To estimate serum 25-hydroxy vitamin D (25OHD) levels
in newly pregnant women and to evaluate its relation to development of
gestational diabetes mellitus (GDM) and maternal and fetal outcome.
Patients & Methods: The study included 328 pregnant women, and at
6th week gestational age (GA), women's clinical and obstetric data were
collected and blood samples were obtained for estimation of baseline
blood glucose (BG) and serum 25OHD levels. Studied women were
divided into two equal groups: Group A included pregnant women
received supplemental vitamin D3 in a daily dose of 1000 IU oral
capsule starting since 6th week GA till delivery. Group B included
pregnant women who completed their pregnancy without vitamin D
supplementation. All women underwent the 75g Oral Glucose
Tolerance Test (75-OGTT) at the 20th, 28th and 36th week for detection
of GDM. All women were followed up till delivery and maternal and
neonatal outcome.
Results: Serum 25OHD levels were sufficient, insufficient and deficient
in 42, 142 and 144 women, respectively. Forty-three women (13.1%)

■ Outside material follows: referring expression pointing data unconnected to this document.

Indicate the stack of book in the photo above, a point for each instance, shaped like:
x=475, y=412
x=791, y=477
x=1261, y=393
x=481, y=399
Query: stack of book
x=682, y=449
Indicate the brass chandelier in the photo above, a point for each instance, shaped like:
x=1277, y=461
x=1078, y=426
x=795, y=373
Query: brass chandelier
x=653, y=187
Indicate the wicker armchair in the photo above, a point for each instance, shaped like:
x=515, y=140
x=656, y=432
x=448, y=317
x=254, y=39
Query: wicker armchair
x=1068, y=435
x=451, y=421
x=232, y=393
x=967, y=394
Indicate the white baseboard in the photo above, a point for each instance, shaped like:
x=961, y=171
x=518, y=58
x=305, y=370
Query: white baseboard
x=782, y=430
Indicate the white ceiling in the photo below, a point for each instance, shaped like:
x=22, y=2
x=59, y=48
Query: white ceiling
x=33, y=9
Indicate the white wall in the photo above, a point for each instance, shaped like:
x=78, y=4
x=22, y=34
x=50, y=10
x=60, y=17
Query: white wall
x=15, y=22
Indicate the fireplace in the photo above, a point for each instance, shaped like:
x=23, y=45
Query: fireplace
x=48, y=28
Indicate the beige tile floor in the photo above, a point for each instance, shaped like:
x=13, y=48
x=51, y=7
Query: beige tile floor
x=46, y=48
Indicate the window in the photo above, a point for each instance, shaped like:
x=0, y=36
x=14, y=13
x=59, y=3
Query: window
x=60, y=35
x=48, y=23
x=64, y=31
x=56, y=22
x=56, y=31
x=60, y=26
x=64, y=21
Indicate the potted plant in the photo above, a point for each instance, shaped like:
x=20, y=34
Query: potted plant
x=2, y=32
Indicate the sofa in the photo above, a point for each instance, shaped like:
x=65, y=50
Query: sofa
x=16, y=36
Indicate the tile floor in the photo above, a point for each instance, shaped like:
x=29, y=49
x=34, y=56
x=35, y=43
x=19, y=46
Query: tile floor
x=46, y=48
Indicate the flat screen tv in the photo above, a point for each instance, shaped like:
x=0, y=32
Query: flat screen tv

developed GDM and 62 women (18.9%) had emergency and 23 women
had elective CS. Moreover, 48 neonates (14.6%) required NICU
admission; 15 for respiratory-aid, 22 for phototherapy and 11 neonates
for management of sepsis, but 4 neonates died. Women of group A
showed significantly lower frequency of GDM with significantly lower
BG levels, significantly lower frequency of CS especially emergency
CS and significantly lower frequency of NICU admission.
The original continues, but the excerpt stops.